ESPN utterly dominates the sports media landscape in the US. For example, the Disney-controlled network broke the record for the most watched program in the history of US cable TV three times in January—all three being matches of the first-ever college football championship playoff.
What sometimes goes unnoticed is that ESPN has also managed to transfer this dominance over to the internet.
January was a record traffic month for its digital properties on a number of different measures, including the simplest: unique visitors.
(It ranked it 18th among all digital properties in the US, just behind Twitter, which had 95 million uniques.)
In addition to the college football playoff, January was also the month for the heavily watched and much discussed NFL playoffs.
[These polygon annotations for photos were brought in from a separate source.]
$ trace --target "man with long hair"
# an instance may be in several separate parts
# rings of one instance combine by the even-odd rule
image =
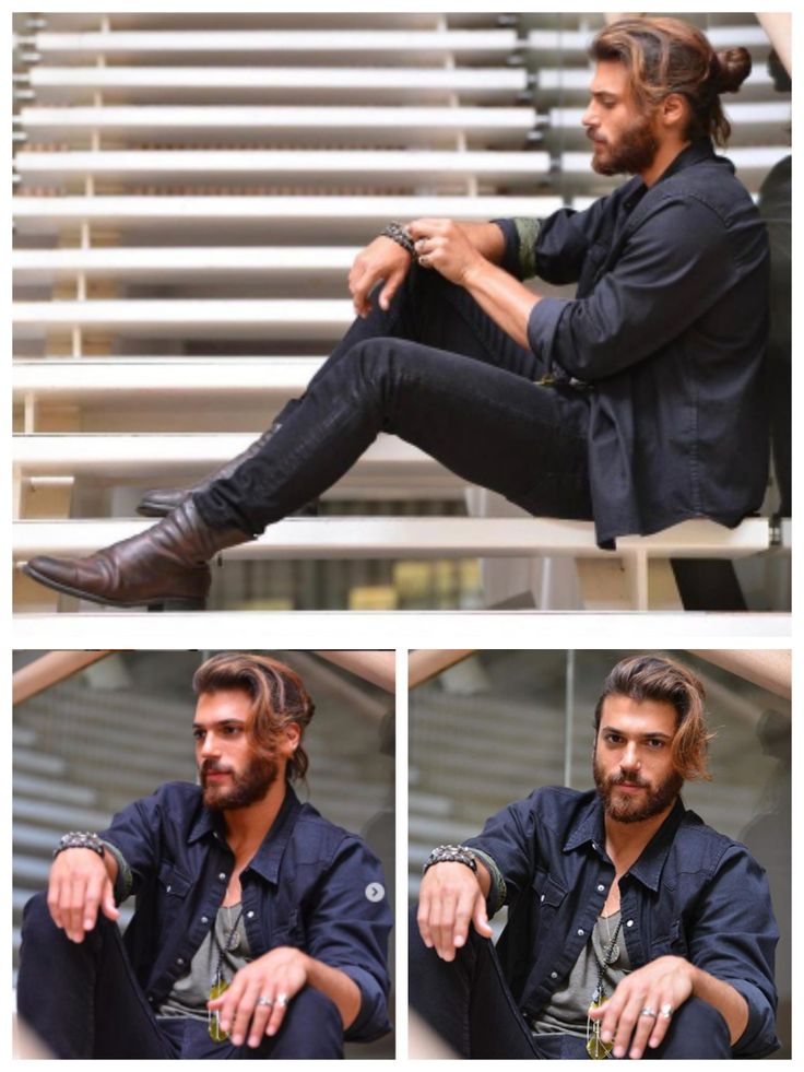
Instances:
[[[64,835],[25,908],[20,1015],[59,1058],[342,1057],[389,1029],[379,862],[293,791],[315,710],[298,674],[220,655],[193,684],[200,785]]]
[[[583,126],[592,167],[632,176],[547,220],[391,224],[357,257],[358,318],[300,399],[166,515],[87,558],[25,566],[118,606],[201,605],[217,551],[299,509],[380,432],[533,515],[593,519],[601,546],[688,518],[734,527],[768,469],[768,242],[721,94],[750,71],[673,19],[602,31]],[[542,297],[521,280],[577,283]]]
[[[747,849],[681,800],[708,777],[704,688],[623,660],[594,716],[595,789],[535,790],[430,853],[416,1012],[463,1057],[723,1059],[778,1046],[778,929]],[[488,919],[508,906],[496,946]]]

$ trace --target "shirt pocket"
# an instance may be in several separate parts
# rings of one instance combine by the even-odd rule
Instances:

ESPN only aired one NFL playoff games—the rest were on broadcast TV—but people still flocked to its digital properties to track news and discuss them. Which gives you a sense for the stranglehold it has over the national sporting conversation.
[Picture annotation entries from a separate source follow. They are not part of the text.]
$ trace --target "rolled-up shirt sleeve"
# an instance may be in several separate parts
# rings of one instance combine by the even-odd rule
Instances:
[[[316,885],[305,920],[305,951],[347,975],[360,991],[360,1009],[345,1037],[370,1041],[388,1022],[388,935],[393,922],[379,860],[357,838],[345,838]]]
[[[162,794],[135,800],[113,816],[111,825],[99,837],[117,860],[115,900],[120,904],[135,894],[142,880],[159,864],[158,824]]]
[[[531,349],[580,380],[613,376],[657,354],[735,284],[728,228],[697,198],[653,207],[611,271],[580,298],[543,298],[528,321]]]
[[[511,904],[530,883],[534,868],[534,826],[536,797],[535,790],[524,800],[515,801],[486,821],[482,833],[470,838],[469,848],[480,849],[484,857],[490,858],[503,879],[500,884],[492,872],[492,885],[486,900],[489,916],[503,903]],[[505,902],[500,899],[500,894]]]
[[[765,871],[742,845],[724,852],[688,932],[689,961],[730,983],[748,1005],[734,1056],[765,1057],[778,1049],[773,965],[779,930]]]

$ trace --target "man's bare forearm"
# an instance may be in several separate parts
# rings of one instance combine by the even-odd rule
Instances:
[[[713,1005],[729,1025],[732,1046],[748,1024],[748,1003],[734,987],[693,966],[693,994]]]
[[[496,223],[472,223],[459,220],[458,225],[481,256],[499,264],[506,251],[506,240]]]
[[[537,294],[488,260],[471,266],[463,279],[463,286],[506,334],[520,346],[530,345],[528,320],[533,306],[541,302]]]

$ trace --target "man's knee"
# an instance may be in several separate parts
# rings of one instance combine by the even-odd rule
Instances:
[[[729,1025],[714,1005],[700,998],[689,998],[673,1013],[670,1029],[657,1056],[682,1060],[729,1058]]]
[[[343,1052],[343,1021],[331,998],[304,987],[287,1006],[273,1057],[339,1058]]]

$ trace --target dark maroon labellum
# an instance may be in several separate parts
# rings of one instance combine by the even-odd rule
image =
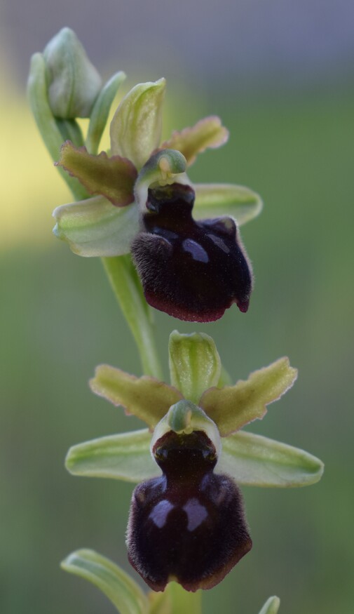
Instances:
[[[196,222],[194,199],[178,183],[149,190],[144,230],[132,245],[147,301],[189,321],[217,320],[233,302],[247,312],[252,274],[235,222]]]
[[[212,588],[252,547],[240,490],[214,474],[215,448],[201,431],[170,432],[154,453],[163,473],[134,490],[129,560],[153,590],[172,580],[187,591]]]

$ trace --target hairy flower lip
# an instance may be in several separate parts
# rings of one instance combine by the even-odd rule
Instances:
[[[210,279],[207,279],[209,272],[203,265],[203,258],[206,262],[208,258],[206,253],[209,250],[214,263],[220,259],[217,250],[222,244],[222,239],[219,235],[222,230],[220,230],[221,222],[217,224],[217,220],[221,220],[224,215],[225,220],[233,224],[230,214],[235,214],[236,206],[237,217],[240,215],[240,223],[243,223],[259,212],[261,201],[257,194],[242,186],[196,185],[196,218],[203,219],[193,220],[192,234],[199,233],[198,236],[202,237],[208,234],[214,236],[215,244],[208,247],[200,245],[196,236],[189,236],[188,232],[185,233],[186,241],[182,246],[184,269],[181,274],[177,269],[173,270],[172,275],[175,275],[177,284],[181,285],[180,293],[185,296],[189,294],[191,300],[185,298],[179,300],[178,289],[168,288],[168,284],[165,284],[164,291],[163,281],[160,288],[156,288],[158,277],[165,276],[165,260],[171,255],[170,252],[173,255],[173,246],[171,251],[169,242],[171,234],[168,236],[167,231],[173,232],[174,229],[172,226],[166,227],[164,234],[160,234],[157,242],[154,239],[158,233],[154,229],[147,232],[149,215],[154,214],[154,205],[149,199],[149,190],[154,187],[157,194],[160,188],[163,192],[178,182],[180,193],[183,192],[182,187],[185,189],[186,204],[188,190],[191,190],[186,175],[188,166],[194,162],[198,154],[207,148],[220,147],[229,136],[219,118],[210,116],[191,128],[173,132],[169,140],[161,143],[165,88],[165,79],[139,84],[125,96],[111,123],[111,155],[104,152],[99,155],[94,154],[93,152],[98,149],[98,143],[92,153],[90,147],[87,149],[83,145],[75,147],[69,141],[64,144],[57,166],[62,167],[72,177],[76,178],[86,193],[99,194],[101,201],[99,197],[91,198],[86,202],[81,201],[77,204],[57,208],[54,213],[57,220],[54,232],[67,241],[75,253],[81,256],[107,258],[132,253],[143,283],[145,298],[151,307],[182,320],[212,322],[219,319],[234,302],[241,312],[245,312],[252,285],[250,264],[238,231],[236,229],[234,239],[238,253],[237,256],[236,253],[233,255],[233,269],[237,271],[242,269],[243,279],[240,278],[238,281],[233,279],[232,267],[225,258],[224,263],[215,265]],[[90,140],[88,142],[92,145]],[[192,191],[191,194],[191,206],[194,192]],[[111,207],[107,206],[108,202],[113,206],[111,211]],[[170,204],[172,203],[173,198]],[[173,208],[175,206],[175,203]],[[126,211],[119,211],[118,208]],[[173,208],[171,207],[171,210]],[[214,219],[209,220],[209,217]],[[177,220],[177,216],[175,220],[177,225],[180,222]],[[213,227],[214,224],[217,224],[217,227]],[[161,259],[158,262],[154,258],[159,255]],[[177,255],[179,258],[181,255]],[[149,272],[151,258],[154,266],[158,267],[152,284],[147,283],[147,274],[148,277],[152,274]],[[193,271],[191,281],[188,258],[191,259]],[[196,267],[196,260],[199,260]]]
[[[149,188],[143,229],[131,250],[145,298],[182,320],[214,321],[236,302],[248,308],[250,265],[231,218],[195,221],[195,192],[172,183]]]

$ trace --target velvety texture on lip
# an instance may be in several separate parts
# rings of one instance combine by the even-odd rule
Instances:
[[[219,319],[248,309],[252,272],[231,218],[195,221],[195,194],[174,183],[150,188],[132,253],[147,301],[181,320]]]
[[[170,580],[212,588],[252,547],[239,489],[214,474],[215,449],[201,431],[169,432],[154,453],[163,473],[134,490],[129,560],[153,590]]]

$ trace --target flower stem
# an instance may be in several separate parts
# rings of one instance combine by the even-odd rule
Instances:
[[[150,308],[129,255],[102,259],[112,289],[137,345],[144,375],[163,378]]]
[[[165,592],[169,592],[170,596],[170,614],[201,614],[201,591],[189,593],[177,582],[171,582],[168,585]]]

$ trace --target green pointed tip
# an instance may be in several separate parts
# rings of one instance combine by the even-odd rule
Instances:
[[[203,409],[186,399],[172,405],[155,427],[150,445],[151,451],[156,441],[169,431],[186,435],[193,431],[203,431],[214,444],[217,455],[221,452],[220,436],[216,425]]]
[[[205,390],[217,386],[222,366],[209,335],[182,335],[174,331],[168,344],[171,383],[186,399],[198,403]]]
[[[259,614],[278,614],[278,610],[280,605],[279,597],[273,596],[266,601]]]

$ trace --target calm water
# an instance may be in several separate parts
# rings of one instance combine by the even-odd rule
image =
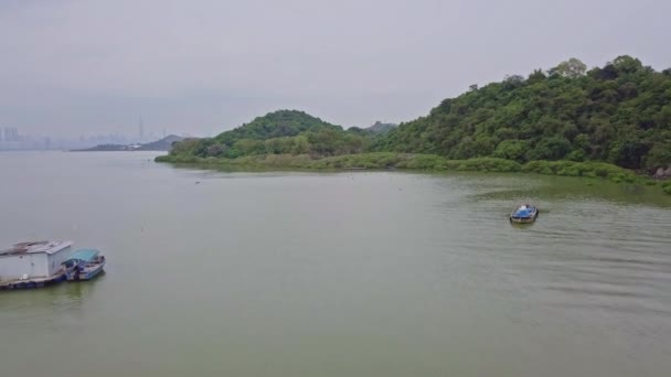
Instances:
[[[0,153],[2,245],[109,260],[93,282],[0,294],[0,375],[671,374],[659,188],[152,157]],[[528,200],[541,217],[511,226]]]

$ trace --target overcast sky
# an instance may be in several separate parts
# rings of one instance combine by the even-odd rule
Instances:
[[[671,1],[0,0],[0,127],[214,134],[280,108],[368,126],[575,56],[671,66]]]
To be clear, ESPNs dominance on the web is not as pronounced as its dominance in cable. It’s digital properties captured nearly half of all traffic in the sports category in January, based on comScore numbers, while its four cable channels (ESPN 1/2/News and ESPNU ) accounted for nearly 80% of the time the US audience spent on cable sports networks during the month.
But it’s a pretty big deal that ESPN is first in both platforms: that doesn’t often happen in other media categories. Fox News dominates cable news TV ratings in the US but gets less web traffic, by some measures, than CNN. This is all to say that the internet can be a scary place for incumbent old media properties.
ESPN has managed a smooth transition to the internet by making lots of its video content available on its digital properties. And it has also done a good job of targeting millennials, who tend to access web content through social media on mobile devices. “We saw a record amount of social referred traffic [in January],” ESPN’s VP of digital media research Dave Coletti tells Quartz. “That’s really paying off in a pretty meaningful way.”
Correction (Feb 25): This post originally said ESPN aired no NFL playoff games in January. Actually, for the first time, it aired one (and it wasn’t exactly memorable).